The American technology company joins NVIDIA among the main victims of U.S. trade restrictions on China, which also halt the export of its MI308 GPU for artificial intelligence.

The recent tariffs driven by Donald Trump as part of his renewed trade strategy are having a direct and severe economic impact on major U.S. tech firms. In this case, AMD has confirmed it will have to absorb up to $800 million in additional costs resulting from the new tariffs on products coming from China, as well as the restrictions preventing the export of its artificial intelligence chips to that country.

A multimillion-dollar cost in inventory, reserves, and purchase commitments

According to AMD itself, the $800 million is broken down into charges related to stranded inventory, strategic reserves, and purchase commitments that were already made prior to the regulatory changes. This amount is less than the $5.5 billion NVIDIA has acknowledged as the impact from the sales ban of its H20 GPU to China, but it still represents a significant setback for the company led by Lisa Su.

The new tariffs imposed by the Trump administration have been progressively increasing. While initially there was talk of a 54% tariff on certain Chinese products, now some key sectors—such as technology—are already subject to rates exceeding 245%, according to reports. The goal of these measures is to reduce dependence on products manufactured in China, although their collateral effect has been immediate on the margins of companies like AMD.

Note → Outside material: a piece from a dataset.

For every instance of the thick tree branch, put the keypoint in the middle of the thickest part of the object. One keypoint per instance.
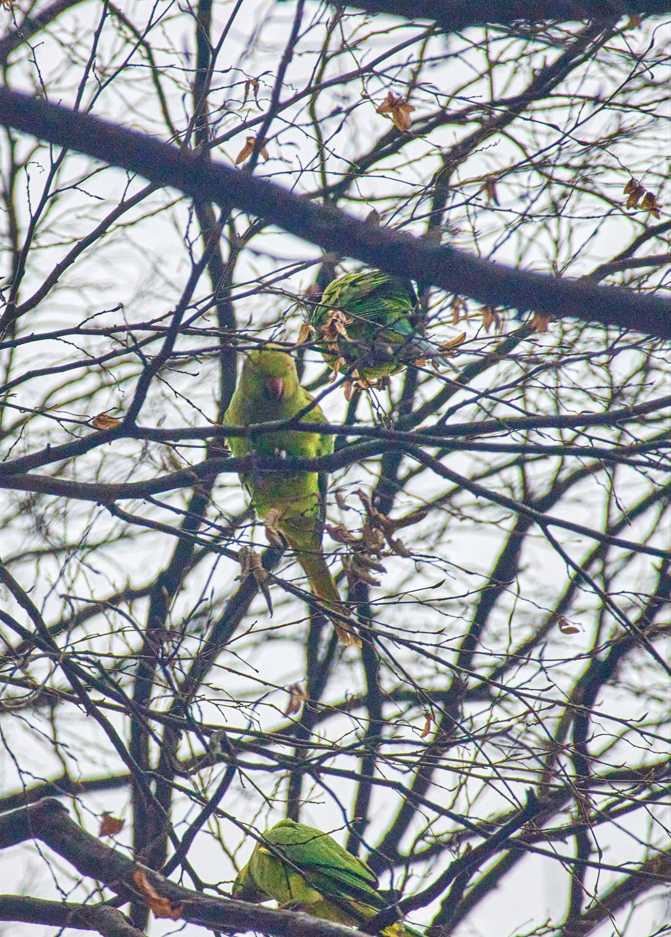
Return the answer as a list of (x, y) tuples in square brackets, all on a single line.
[(333, 230), (49, 822), (102, 918)]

The MI308 GPUs for AI, blocked from the Chinese market

In addition to the tariff costs, AMD has also been affected by the new restrictions on export licensing to China for artificial intelligence hardware. This includes the halt of sales of its MI308X GPUs, specifically designed to compete in the Chinese AI market.

These graphics units—a modified and limited version compared to the models sold in the West—are now excluded from the target market, as AMD recalls that export licenses for this type of chip have never been granted since sanctions began.

In this context, AMD considers it unlikely that it will receive authorization to sell its GPUs in China, which will imply an adjustment in its global strategy, both in terms of revenue and production planning.

A trade war with global impact

China, considered the “factory of the world,” has been the country most affected by the U.S. administration’s trade measures. This has not only impacted hardware but the entire global production chain: from mobile phones to server components, as well as consumer products like toys, calculators, or small appliances.

The result is a wave of uncertainty striking at the heart of the global tech industry, forcing companies to rethink their supply chains, renegotiate contracts, and adapt their developments to new geopolitical realities.

AMD, caught between Washington and Beijing

The case of AMD reflects the difficulties faced by many multinationals with a strong presence in both markets. While the aim of Trump’s policies is to encourage local development and production, the short term is filled with economic turbulence, especially for companies that heavily rely on international sales and a highly interconnected global value chain.

In this scenario, both AMD and other affected tech firms will need to seek new ways to diversify their production, avoid excessive dependencies, and mitigate geopolitical risks. But for now, the cost has already materialized: $800 million and an uncertain future in the largest market on the planet.